BABASI GÜÇLÜKLE İKNA EDİLDİ, ANNE HEP İTİRAZ ETTİ

Güreşe Sivas'ın Doğanşar ilçesindeki Eskiköy'de başladığını anlatan Ayık, ailesinin başlarda sıcak bakmadığını söyledi. Babası Ömer Ayık'ın zor ikna edildiğini anlatan Ahmet Ayık, "Kendi yöremde başpehlivanlığa kadar yükseldim. Sonrasında askere gittim. Profesyonel olarak da askerde bu işe başladım.
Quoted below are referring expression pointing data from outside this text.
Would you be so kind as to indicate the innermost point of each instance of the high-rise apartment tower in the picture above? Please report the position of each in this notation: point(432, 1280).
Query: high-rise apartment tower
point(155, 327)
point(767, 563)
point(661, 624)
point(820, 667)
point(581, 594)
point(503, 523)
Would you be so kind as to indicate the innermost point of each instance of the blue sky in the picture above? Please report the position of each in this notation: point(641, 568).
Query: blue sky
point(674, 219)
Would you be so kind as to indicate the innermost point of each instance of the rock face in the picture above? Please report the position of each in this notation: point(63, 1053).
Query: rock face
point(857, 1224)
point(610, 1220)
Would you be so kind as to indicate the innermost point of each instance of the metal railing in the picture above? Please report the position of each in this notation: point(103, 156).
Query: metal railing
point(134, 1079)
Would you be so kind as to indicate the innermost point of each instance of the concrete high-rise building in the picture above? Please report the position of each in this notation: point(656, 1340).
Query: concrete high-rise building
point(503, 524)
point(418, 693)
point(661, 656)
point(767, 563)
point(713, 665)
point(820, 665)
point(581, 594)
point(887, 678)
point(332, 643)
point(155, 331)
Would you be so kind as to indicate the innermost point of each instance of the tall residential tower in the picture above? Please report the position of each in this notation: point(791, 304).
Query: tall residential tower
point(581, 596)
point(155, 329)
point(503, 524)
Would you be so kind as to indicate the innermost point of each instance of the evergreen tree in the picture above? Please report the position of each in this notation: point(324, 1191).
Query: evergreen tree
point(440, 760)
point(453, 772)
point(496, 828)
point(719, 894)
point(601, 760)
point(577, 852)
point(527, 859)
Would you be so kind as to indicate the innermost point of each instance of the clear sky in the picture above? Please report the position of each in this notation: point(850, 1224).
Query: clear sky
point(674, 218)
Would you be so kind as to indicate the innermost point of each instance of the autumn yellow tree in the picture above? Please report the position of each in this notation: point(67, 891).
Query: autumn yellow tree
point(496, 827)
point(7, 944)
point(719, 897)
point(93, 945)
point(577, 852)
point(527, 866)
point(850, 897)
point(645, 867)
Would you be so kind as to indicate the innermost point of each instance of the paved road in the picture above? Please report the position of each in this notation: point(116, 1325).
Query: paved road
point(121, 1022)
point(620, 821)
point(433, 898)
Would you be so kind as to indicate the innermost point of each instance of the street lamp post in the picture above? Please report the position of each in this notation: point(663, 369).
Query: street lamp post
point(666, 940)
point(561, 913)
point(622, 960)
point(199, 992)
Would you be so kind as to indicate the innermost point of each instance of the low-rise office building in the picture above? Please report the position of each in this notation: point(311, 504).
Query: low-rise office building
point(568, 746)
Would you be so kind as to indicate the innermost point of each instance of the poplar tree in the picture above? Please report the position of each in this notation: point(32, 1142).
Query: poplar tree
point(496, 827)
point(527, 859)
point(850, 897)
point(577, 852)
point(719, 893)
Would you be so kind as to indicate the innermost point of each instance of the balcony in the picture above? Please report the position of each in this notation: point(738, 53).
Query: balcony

Köye dönünce babam bir daha şehir dışına çıkmama izin vermedi. Annem Fatma Ayık'ı ikna edemedik ama babamı zor ikna ettiler. Babamı çok zorladılar. 'Oğlun Türkiye şampiyonu, dünya şampiyonu olacak. Bayrağımızı göndere çektirecek iftihar etmez misin?' deyince babam ikna olmuştu" dedi.

"3 BEYAZDAN UZAK DURUR, MUTLAKA DENİZDE YÜZERİM"

Sonrasında başlayan Türkiye ve dünya güreşlerindeki kariyeriyle ilgili de konuşan Ayık, "İngiltere'de dünya şampiyonu oldum. Aleksandr Medved'i yendim. 'Yenilmez adam' deniliyordu. Sonra başka birini çıkardılar karşıma. Meksika'da olimpiyat şampiyonu oldum. İranlı Tahti'yi de yendim" diye konuştu. 

Ayık, hala dinç bir bünyeye sahip olduğunu, takip gerektiren hiçbir hastalığı olmadığını da anlatarak şöyle konuştu:
"Mutlaka yüzerim. Birkaç tur yürüyüş yaparım. Gıdaya çok dikkat ederim. Sebze ağırlıklı besleniyorum. Kırmızı et çok sık yemem. Çok şükür ayaktayım. Uzun süre yürürüm. Eskiden 1 saatten fazla yürürdüm. Ancak şimdi hiç durmadan yarım saat yürüyebilirim. Şeker hayatımda yok. 3 beyaz yok."